5) Head Tension: There's a
lot of really soft science involved in setting the head tension on a banjo. Just
remember that most of the classic early recordings of Earl Scruggs (eg: "The
Mercury Recordings: Flatt and Scruggs") were done on a banjo with a skin head
pulled as tight as he could get it. Methods abound, from using "head tension
gauges" to tapping the head and "tuning" it to a particular pitch. My general
rule of thumb is that the head should be very tight, but not so tight that the
sound begins to "thin out" and loose bass response. I have no method for
measuring this other than my ear. Also, I have found that head tensioning issues
usually serve to mask a larger problem, like a poor tone ring, or bad setup.
When tensioning bracket hooks, try not to load all the tension up on side at a
time by going in a circle. Instead, torque one hook nut partially, then torque
it's counterpart across the banjo. Next, move over one hook, then it's
counterpart. It's a little harder to keep track of, but it prevents from loading
up one side potentially causing a rim or flange failure. I've seen many of them.
Flanges, even the best of them, are made of what is essentially pot metal and
will bend and break fairly easily. Warped flanges from poor head tightening
practices are fairly common.
The standard banjo head these days
is made of Mylar, (although skin heads are still available and used by some), a
very strong plastic that has almost no stretch value. It can pop, though, when
it is overtightened. Because of this, you can tighten the head for quite a while
before effecting the tone at all, until the head reaches it's stretch range.

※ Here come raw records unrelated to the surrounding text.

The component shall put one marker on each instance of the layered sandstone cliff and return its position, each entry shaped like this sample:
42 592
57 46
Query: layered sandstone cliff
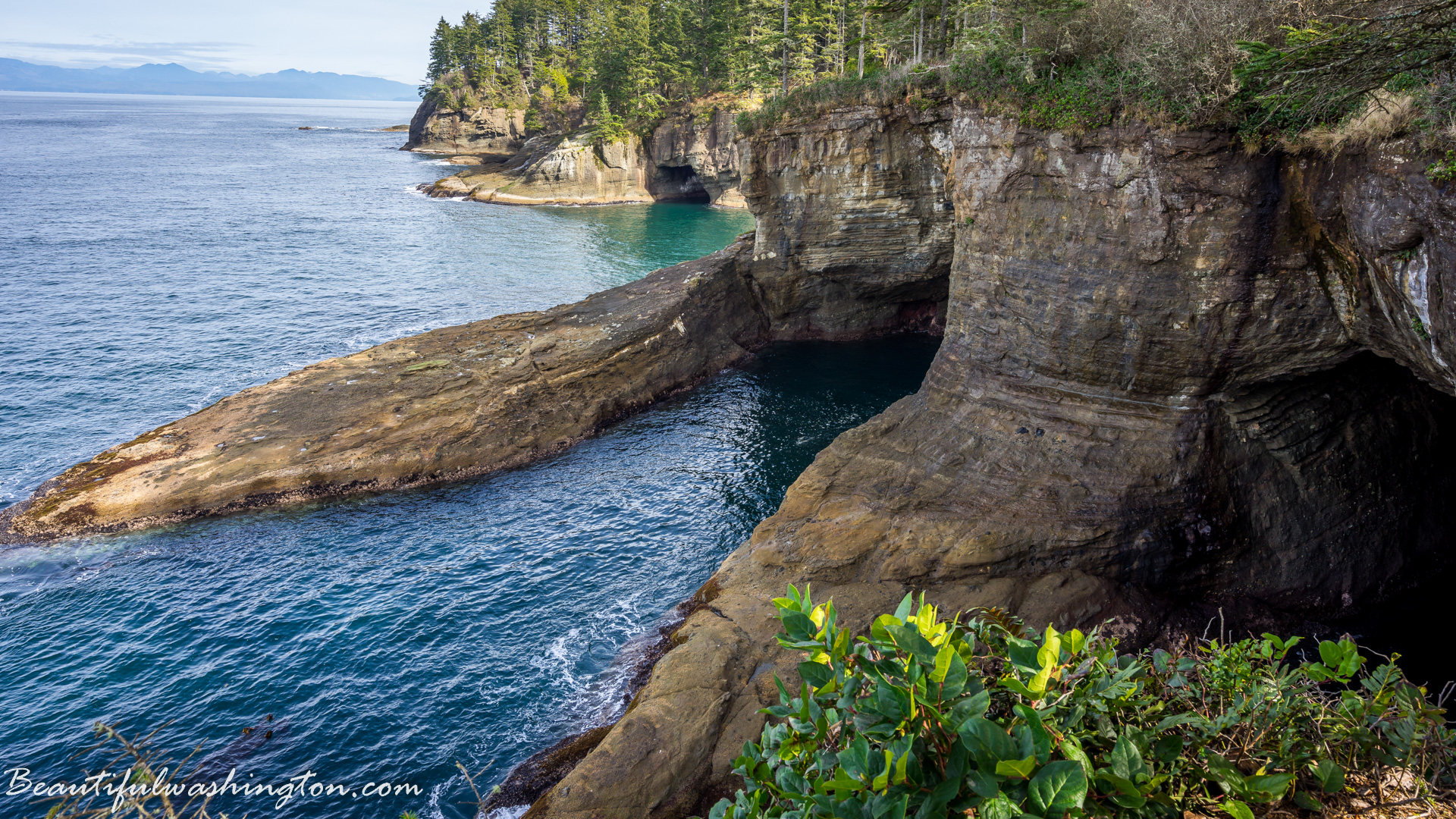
1172 373
469 400
481 131
688 158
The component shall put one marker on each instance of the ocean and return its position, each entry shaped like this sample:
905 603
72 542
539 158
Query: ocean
162 253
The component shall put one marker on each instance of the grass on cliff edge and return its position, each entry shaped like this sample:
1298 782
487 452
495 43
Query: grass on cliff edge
984 717
1100 93
1307 74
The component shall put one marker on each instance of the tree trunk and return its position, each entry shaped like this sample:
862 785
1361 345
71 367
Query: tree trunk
842 6
785 46
864 18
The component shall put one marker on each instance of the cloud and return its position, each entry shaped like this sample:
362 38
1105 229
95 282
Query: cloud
121 55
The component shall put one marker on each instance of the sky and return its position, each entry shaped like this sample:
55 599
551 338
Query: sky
375 38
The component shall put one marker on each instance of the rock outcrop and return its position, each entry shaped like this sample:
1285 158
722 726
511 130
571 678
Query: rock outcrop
441 406
689 158
1172 375
557 169
482 131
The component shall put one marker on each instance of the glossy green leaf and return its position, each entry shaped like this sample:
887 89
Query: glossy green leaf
1308 802
1331 776
1237 809
1057 787
1019 768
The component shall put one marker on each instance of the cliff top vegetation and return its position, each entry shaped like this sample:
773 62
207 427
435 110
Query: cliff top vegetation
1312 74
984 717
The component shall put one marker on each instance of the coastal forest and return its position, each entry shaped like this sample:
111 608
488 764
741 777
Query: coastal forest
1321 71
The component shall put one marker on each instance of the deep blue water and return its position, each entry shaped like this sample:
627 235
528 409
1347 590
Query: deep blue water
162 253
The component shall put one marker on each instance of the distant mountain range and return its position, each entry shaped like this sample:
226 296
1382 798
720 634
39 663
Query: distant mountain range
172 79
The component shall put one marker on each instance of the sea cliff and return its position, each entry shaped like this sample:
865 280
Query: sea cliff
1174 378
689 156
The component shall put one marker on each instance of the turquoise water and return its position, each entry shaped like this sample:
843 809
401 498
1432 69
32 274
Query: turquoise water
164 253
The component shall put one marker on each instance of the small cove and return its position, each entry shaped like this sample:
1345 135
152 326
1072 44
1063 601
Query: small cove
216 245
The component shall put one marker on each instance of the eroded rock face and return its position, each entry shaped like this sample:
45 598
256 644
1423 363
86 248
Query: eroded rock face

Then, just a half turn of a banjo bracket can make a large difference in
tension. Never turn the bracket hook nuts until they squeak. You are in danger
of head or flange failure at that point.
6) Tuner Maintenance: If
you are having trouble keeping your banjo in tune, check the tightness of the
button screws. These serve to both hold the buttons on, keep the tuners
together, but also to increase friction. The tuners should turn freely to the
touch, but not if bumped, and certainly not by string tension.
7) Nut Lubrication: Graphite powder from a pencil serves as a great lubricant in the string slots.
Get some fine sandpaper and rub a pencil "lead" on it to form some powder.
Sprinkle just a touch in each slot. This takes a little practice and is rather
messy, but well worth the effort.
8) Tailpiece Height/Angle: There's not a lot of agreement here on just what sort of impact on tone is
generated by changing the height of the tailpiece, but my thinking is that the
lower the tailpiece, the smaller the angle created by the bridge and strings
(see below), which ought to create more downward pressure of the bridge on the
head for a given string pitch. Does this transmit as increased volume
(amplitude)? Perhaps. Some say that a higher tailpiece will create a softer,
mellower tone. I've always run mine low, and some folks always run theirs high.
My advice is to simply try it yourself. See if your ear can detect a difference
in tone. If so, go with what pleases your ear.